Marketing process can be a lot like icing a cake. You start with a solid foundation and then add a few layers of icing and maybe even some added toppings.
A few years ago there was a commercial that showed a man lovingly bumbling his way through the process of frosting a cake. Every time he’d mess up the cake he’d plop more icing on it and continue to try to smooth it out. He was admittedly quite endearing and even he seemed to find the humor in the process. But make no mistake, more icing did NOT fix the cake.
When it comes to marketing, you can’t always plop and smooth icing onto bad processes either. (Else you might end up like this dad in an unrelated but adorable video). Absolutely, there are times where service goes poorly and you need to refund, correct or comp something, but if you find this is happening more and more regularly, it may be time to get under the hood of your processes to see what’s really going on.
I hope to be well-known for the fact that because I focus on marketing process improvement I’m always interested in what is not working more so than I am with what is working great. Fixing the broken things in a marketing process provides much more opportunity than polishing things that are already working well.
Not too long ago, I was introduced to the client of a client at a meeting here in Dallas. After explaining that I was a marketing strategy consultant, the company representative listed some of the marketing endeavors she was hoping to employ. The longer we talked, the more I understood that their challenges really related much more to employee turnover than to marketing. They were looking for marketing solutions that would keep their employees happy. The employees they’d entrusted to provide care for patients simply didn’t stay long, which caused downstream patient disruption and ultimately loss of business.
Throwing marketing money at this wasn’t going bring much resolution.
To really make headway in a very competitive market, this agency needed to discover why employees were leaving. I replayed and analyzed the conversation and I found myself formulating a plan of what I would do if I was consulting for them:
- Perhaps it was a training problem. In a home health care setting, its easy to understand the challenges in caring for sick and aging people. One of the first things I would look at is if the company is putting the caregivers into a situation they didn’t expect. Maybe the job was more complicated than they expected. Or too emotional.
- Maybe it was a hiring problem. Most of these people who were hired were being brought in from Craig’s List job listings. Nothing against Craig’s list… okay well maybe something about their job listings. We can likely agree it is likely not the place to find professional and dedicated employees. Paying for a listing on a respected site or a professional recruiter could yield investment returns for years to come.
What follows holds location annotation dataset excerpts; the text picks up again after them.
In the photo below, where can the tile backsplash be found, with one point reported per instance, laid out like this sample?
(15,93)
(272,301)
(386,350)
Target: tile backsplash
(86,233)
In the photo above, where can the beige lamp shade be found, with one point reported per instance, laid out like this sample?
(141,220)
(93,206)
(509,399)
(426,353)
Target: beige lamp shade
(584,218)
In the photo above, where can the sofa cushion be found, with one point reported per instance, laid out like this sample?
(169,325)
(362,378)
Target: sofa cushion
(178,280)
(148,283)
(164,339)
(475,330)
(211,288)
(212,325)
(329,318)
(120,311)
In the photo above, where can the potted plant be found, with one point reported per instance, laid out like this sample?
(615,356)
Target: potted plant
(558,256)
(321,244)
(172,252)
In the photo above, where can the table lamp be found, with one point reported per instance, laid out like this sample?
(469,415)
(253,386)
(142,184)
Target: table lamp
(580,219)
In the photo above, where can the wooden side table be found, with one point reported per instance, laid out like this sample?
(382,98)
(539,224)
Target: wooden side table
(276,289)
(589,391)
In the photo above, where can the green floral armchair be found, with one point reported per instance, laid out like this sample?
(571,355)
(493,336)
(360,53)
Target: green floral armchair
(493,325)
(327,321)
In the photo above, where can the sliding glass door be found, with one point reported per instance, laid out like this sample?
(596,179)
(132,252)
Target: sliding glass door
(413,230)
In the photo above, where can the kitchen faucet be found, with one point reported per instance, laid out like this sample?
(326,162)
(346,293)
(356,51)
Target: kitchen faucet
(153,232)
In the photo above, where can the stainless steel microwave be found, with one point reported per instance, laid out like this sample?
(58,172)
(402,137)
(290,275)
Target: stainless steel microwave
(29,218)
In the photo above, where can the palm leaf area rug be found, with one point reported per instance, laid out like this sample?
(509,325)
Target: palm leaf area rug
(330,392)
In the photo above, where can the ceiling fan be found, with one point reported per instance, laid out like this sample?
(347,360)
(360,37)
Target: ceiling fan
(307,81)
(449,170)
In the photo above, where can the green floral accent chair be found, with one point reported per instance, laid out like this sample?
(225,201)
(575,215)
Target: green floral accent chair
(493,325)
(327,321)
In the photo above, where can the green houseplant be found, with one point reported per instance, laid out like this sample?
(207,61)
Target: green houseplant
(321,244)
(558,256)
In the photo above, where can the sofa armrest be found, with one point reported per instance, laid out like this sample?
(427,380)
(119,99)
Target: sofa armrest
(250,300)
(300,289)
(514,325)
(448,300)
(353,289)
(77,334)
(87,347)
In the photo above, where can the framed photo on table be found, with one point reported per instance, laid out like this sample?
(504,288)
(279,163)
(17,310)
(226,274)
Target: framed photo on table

- What if it was a payroll problem? The most commonly cited reason for leaving was for higher pay. Maybe a couple extra dollars per hour would encourage people to stay. One of the things I learned very early on in my corporate career was that hiring staff is EXPENSIVE. Hiring the wrong people costs even more. It costs a lot of time to find them, hire them, and train them. If they leave quickly, you have to start all over again. Do this over and over and you’re likely investing thousands of MORE than it would cost to simply increase pay.
Spend your dollars wisely!
Concluding, your marketing leaders should be as interested in the cake as they are the icing! Marketing dollars may actually be better spent on process improvement!